Existem várias maneiras de aprender as coisas. A mais convencional delas é a do discurso pedagógico, a fala organizada que pretende nos ensinar o que precisamos saber. Mas aquela que nos marca de modo mais profundo e duradouro é sempre a da observação do gesto do outro, o exemplo do qual somos testemunhas e cujo significado reconhecemos visceralmente.
É assim que nos sentimos diante de "Quase Tudo", o livro de memórias de Danuza Leão, que, sem ter a pretensão de nos ensinar nada, nos põe diante de várias linhas de narração, que vão desde as revelações íntimas de uma mulher sobre os modos de viver o cotidiano (e sobretudo amar) no seu tempo de vida até a história mundana e política do Brasil da segunda metade do século passado.
É muito raro encontrar, num mesmo livro, confissões privadas tão contundentes e revelações públicas tão preciosas.
Danuza Leão faz isso sem recorrer a métodos de rigor literário ou científico, através do simples desfiar de suas lembranças, nem sempre cronologicamente ordenadas, mas constantemente arrebatadoras de sinceridade e clareza. Através de seus conturbados romances com o ator francês Daniel Gélin ou com o jornalista brasileiro Antônio Maria, ficamos conhecendo as personalidades e os hábitos privados ou públicos de um determinado tempo, como se estivéssemos num romance de Stendhal (embora, segundo ela escreve, Danuza prefira Balzac e Eça de Queiroz) ou num desses compêndios científicos de história dos costumes.

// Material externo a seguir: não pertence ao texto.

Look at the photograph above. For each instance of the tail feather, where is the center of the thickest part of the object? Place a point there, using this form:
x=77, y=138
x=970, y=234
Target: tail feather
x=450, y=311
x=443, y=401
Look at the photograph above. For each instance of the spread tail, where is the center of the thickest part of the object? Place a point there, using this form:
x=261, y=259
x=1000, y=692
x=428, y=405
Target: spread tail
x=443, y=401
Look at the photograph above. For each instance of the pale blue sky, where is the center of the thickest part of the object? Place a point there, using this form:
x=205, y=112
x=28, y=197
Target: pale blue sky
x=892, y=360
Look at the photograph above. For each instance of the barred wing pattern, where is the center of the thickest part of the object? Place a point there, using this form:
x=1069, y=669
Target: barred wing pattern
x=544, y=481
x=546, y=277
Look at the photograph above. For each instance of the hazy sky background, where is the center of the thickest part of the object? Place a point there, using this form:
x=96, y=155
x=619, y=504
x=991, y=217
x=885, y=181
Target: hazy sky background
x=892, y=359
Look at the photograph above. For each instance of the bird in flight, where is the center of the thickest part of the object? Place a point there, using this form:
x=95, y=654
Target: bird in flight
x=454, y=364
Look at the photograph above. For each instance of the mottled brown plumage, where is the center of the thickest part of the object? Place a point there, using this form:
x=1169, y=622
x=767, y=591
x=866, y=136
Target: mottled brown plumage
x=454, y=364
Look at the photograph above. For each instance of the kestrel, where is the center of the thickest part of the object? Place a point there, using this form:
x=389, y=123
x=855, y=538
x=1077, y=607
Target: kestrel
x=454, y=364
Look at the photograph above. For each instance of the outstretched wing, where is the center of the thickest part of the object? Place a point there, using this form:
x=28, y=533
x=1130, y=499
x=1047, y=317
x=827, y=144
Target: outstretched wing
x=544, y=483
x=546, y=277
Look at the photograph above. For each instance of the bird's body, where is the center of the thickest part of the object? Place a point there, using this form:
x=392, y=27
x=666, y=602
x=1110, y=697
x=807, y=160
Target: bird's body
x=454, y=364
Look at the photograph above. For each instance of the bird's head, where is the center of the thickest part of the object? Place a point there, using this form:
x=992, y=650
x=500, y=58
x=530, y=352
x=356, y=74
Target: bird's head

É raro encontrar confissões privadas tão contundentes e revelações públicas tão preciosas

A partir dos anos 1950, uma sucessão de mulheres independentes e corajosas começaram a inventar publicamente um outro jeito de ser mulher no Brasil, rompendo as tradições e os preconceitos ibéricos e patriarcais de nossa sociedade. É claro que já havia, em nossa história, os exemplos solitários de mulheres como Pagu, mas agora essa revolução se dava como uma clara e explícita missão. Danuza Leão foi, digamos assim, a pioneira involuntária desse movimento que teve seu apogeu na consagração pública de gente como sua irmã, Nara, ou como Leila Diniz.
É com muito pudor que Danuza narra a evolução dessa história em seu livro que, embora escrito na primeira pessoa, como qualquer autobiografia deve ser, parece tratar de um personagem que ela mesma descobre à medida que nos revela a certa distância.
Dos deliciosos costumes provincianos de sua família, ainda na capital ou no interior do Espírito Santo, durante sua infância e adolescência, à vida cosmopolita e vertiginosa em Paris ou Nova York, a partir de sua juventude de sucesso precoce, Danuza nos narra suas instantâneas e compactas experiências, em quantidade e velocidade estonteantes. Dificilmente um ser humano normal, num só tempo de vida, seria capaz de viver tantas e tão variadas experiências com a mesma intensidade das suas.
Com a mesma e discreta precisão, o livro nos fala de uma vida de menina à beira de rios do interior, às voltas com comidas típicas que o pai curtia e tragédias amorosas como a de tia Nóbila, que fugiu com um tenente que perseguia Lampião e foi supostamente morto por pai e irmão ofendidos.
Como nos fala da elite intelectual do Rio de Janeiro dos anos 1950, que conheceu ao chegar à então capital do país, para onde se mudara com o pai, a mãe e a irmã mais nova. Ali, ela passa a conviver intimamente com gente como o poeta Vinicius de Moraes, o banqueiro Walter Moreira Salles, o pintor Di Cavalcanti, o arquiteto Oscar Niemeyer, o jornalista Rubem Braga, o escritor Fernando Sabino, uma turma de dar gosto.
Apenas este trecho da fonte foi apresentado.